My 10 year old son stood, in billowy adult-sized Seal-Dry waders that seemed now to expose only a small neck and head, tears streaming down his face and sobbing, on the gravel bar in the Deschutes. I could see his fine but forgetful mind spinning through the choices, small in number and poor as they were. He was trapped , and I knew it, and the tears showed he was rapidly reaching that same conclusion. The question, and the tone in my voice removed one of his three options. Inside though, I felt about as tearful as he did. This was not going to be a fun day on the river.
The problem was that Matt's rod, Matt's new Orvis "Fine n' Far", 9'3" blank Christmas present, finished by Matt the week before, was leaning against a tree somewhere in our last camp about four
miles upriver. We had rapidly broken camp after breakfast to get moving early to secure our next and favorite campsite. After about 45 minutes of floating I pulled in to fish, and Matt had asked, "where's my rod?". When a thorough search of the boat yielded nothing, Matt thought it might be in the other boat,
which was out of sight downstream. Knowing it was either going to get a lot better, or a lot worse, I rowed hard trying to catch up, and finally did after another two miles. And thus two boats, four adults, and my older son, waited on a sterile and fishless bar, for Matt's decision.
Matt sobbed, wishing he could just melt into an immobile puddle of tears as sometimes was his habit previously in such a situation . But such a meltdown here would still be four miles from his rod. "I'm going to have to walk back and get the rod", he finally blurted, and sobbed harder now that his fate was sealed. I know he wanted to leave it, just write it off and wait for Santa's return trip, but I was not about to let that happen. Matt's forgetfullness, the result of a fine and uncluttered mind merrily dancing it's way through it's rosy future, needed a lesson. This would be part of the solution.
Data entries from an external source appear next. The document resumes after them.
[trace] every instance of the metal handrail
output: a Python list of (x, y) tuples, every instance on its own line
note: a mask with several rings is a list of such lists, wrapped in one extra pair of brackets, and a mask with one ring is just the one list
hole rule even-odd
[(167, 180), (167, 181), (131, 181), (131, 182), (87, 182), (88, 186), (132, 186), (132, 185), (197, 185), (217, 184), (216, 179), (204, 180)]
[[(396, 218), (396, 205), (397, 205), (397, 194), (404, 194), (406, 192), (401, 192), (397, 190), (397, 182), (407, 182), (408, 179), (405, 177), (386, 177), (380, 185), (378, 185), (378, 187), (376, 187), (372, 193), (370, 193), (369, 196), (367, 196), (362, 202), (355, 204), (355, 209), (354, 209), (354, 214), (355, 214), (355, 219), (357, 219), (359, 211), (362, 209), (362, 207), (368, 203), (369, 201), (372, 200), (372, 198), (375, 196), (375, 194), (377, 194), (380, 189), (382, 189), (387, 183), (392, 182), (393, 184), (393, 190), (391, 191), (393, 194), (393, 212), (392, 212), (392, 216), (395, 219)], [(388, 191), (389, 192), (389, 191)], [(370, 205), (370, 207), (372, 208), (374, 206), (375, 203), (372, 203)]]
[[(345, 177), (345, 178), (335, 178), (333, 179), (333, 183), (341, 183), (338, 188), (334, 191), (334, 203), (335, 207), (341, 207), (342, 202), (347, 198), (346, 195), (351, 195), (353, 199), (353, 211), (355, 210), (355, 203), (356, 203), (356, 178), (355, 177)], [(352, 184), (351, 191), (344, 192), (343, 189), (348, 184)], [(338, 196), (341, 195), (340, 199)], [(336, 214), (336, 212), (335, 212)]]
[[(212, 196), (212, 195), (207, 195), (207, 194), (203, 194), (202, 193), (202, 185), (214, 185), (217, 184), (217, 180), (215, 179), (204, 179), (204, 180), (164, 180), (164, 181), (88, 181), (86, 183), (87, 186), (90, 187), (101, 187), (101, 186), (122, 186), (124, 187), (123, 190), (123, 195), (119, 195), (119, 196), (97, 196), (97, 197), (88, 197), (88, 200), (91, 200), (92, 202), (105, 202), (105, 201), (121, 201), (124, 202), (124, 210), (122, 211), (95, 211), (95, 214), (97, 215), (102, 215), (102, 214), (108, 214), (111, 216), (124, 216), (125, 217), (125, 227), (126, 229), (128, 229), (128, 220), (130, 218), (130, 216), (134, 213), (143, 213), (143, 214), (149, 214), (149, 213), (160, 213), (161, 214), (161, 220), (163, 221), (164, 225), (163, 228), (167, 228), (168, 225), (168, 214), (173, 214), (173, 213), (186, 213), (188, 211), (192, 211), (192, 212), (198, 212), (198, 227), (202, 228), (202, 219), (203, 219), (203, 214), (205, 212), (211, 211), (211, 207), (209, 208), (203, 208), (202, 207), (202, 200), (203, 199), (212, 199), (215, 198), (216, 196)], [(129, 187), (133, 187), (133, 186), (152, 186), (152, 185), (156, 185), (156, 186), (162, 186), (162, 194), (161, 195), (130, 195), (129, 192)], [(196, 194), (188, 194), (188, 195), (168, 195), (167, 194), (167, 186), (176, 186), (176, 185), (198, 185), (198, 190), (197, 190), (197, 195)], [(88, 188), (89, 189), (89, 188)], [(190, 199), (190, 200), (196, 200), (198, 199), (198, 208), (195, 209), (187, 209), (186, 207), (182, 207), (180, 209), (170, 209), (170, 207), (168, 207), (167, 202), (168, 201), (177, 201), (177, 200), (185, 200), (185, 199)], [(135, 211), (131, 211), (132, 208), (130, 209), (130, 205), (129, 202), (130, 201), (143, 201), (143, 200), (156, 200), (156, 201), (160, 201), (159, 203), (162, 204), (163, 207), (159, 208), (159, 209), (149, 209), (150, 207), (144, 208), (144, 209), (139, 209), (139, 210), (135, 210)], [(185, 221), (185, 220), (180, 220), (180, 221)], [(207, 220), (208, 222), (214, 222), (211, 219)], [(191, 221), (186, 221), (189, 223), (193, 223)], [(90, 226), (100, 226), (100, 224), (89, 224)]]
"O.K., now listen," I said, knowing I might as well reveal the worst all at once. "Get out of your waders and put on your socks and tennis shoes. Just follow the tracks back to the old camp, you can't get lost. Take a Pepsi or two, because it's going to be hot and dry. WE'LL BE CAMPED AT THE BOWER, YOU KNOW WHERE THAT IS, JUST BELOW THE LONG, DIAGONAL RIFFLE." I just added another four miles to his return, downstream walk.